When Joseph Tabbi thinks about digital literature, the final author in the Spring 2019 University of Houston-Victoria/American Book Review Reading Series doesn’t look at Kindles and e-books, he looks for works that incorporate different elements as part of the storytelling experience.

“To really experience electronic literature, there needs to be so much more than just the words,” Tabbi said. “The words should be part of a larger combination that includes media, art, design and programming. That is how a digital aesthetic is created.”

Tabbi is the author of “Nobody Grew but the Business: On the Life and Work of William Gaddis” and “Cognitive Fictions.” He is a critic of digital literature.

His presentation will be at 11 a.m. May 2 in the UHV University West Alcorn Auditorium, 3007 N. Ben Wilson St. The event is free and open to the public.

“Joseph Tabbi offers a welcome perspective on digital literature and how different elements can combine to tell a story,” said Jeffrey Di Leo, ABR editor and publisher, and dean of the UHV School of Arts and Sciences. “The examples he shares with the community will offer a glimpse into the past and present works created by so many talented digital artists and writers.”

During his presentation, Tabbi plans to showcase some of the electronic literature that has been created through the years from the early days of the internet to the day of the presentation. One particular example will be “Sea and Spar Between,” a website created by Nick Montfort and Stephanie Strickland that constantly is combining lines from Emily Dickinson’s poems with phrases from Herman Melville’s “Moby Dick.” The website can be found at nickm.com/montfort_strickland/sea_and_spar_between.

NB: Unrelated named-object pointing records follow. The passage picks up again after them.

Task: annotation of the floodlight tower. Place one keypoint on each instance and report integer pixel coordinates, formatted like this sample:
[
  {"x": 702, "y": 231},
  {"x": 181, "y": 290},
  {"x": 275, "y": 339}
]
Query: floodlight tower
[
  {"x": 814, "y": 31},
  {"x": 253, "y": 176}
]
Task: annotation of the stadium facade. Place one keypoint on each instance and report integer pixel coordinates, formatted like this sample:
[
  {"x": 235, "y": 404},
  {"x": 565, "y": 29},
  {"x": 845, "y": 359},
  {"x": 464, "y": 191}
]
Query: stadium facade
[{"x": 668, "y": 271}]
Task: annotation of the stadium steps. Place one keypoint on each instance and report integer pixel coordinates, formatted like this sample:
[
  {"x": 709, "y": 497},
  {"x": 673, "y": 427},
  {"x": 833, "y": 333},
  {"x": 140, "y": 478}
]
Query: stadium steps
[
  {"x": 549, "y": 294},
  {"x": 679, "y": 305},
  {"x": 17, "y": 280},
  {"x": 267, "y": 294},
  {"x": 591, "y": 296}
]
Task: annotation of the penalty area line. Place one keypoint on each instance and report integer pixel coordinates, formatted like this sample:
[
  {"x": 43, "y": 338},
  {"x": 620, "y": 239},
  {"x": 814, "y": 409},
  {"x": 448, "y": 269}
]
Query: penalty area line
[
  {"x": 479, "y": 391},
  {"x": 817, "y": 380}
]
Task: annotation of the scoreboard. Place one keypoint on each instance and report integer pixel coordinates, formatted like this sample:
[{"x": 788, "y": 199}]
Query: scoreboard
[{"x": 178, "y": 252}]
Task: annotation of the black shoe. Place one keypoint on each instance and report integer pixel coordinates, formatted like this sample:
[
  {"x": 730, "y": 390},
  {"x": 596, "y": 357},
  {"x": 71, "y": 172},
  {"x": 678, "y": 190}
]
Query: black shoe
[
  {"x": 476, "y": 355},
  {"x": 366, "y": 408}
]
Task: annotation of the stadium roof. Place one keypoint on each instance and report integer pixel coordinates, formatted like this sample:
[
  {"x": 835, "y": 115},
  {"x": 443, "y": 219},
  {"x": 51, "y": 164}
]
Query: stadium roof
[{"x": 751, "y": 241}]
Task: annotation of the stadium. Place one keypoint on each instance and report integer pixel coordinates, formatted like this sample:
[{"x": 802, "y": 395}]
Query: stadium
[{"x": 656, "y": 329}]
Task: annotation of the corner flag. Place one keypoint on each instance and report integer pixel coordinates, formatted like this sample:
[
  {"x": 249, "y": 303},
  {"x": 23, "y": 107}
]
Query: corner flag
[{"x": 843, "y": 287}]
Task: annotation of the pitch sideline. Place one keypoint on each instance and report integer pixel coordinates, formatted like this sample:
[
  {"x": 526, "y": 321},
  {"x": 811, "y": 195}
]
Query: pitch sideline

Although digital literature has a history of experimentation and exploring possibilities through the freedom offered online, that freedom is not as easily achieved in today’s online atmosphere, Tabbi said.

“When writers first started creating these online, experimental pieces, it was long before Google, Facebook, Amazon or so many of the mainstream internet giants available today,” Tabbi said. “Back then, there was more freedom when working between writers, designers and programmers to create webpages. Now there are corporate platforms with rigid designs and premade programming. It’s not always a good thing when those elements become too settled.”

As he shares examples of digital literature, Tabbi hopes that community members will come to appreciate that these pieces are carefully crafted additions to a long history of literature that doesn’t conform to the traditional print medium.

“I want people to understand that literature is not limited to the printed word,” Tabbi said. “There’s this idea that literature truly began with Gutenberg and the printing press, but the truth is that literature has a multi-modal history. It was spoken through storytellers, written on scrolls and performed as plays. These online works are a new way to continue that characteristic.”

ABR is a nonprofit, internationally distributed literary journal published six times a year. It began in 1977, moved to UHV in 2006 and has a circulation of about 8,000. The journal specializes in reviews of works published by small presses.

Authors are available after each reading to sign copies of their books. Each author also meets with students and attends a community reception. The Fall 2019 reading series authors will be announced during the summer.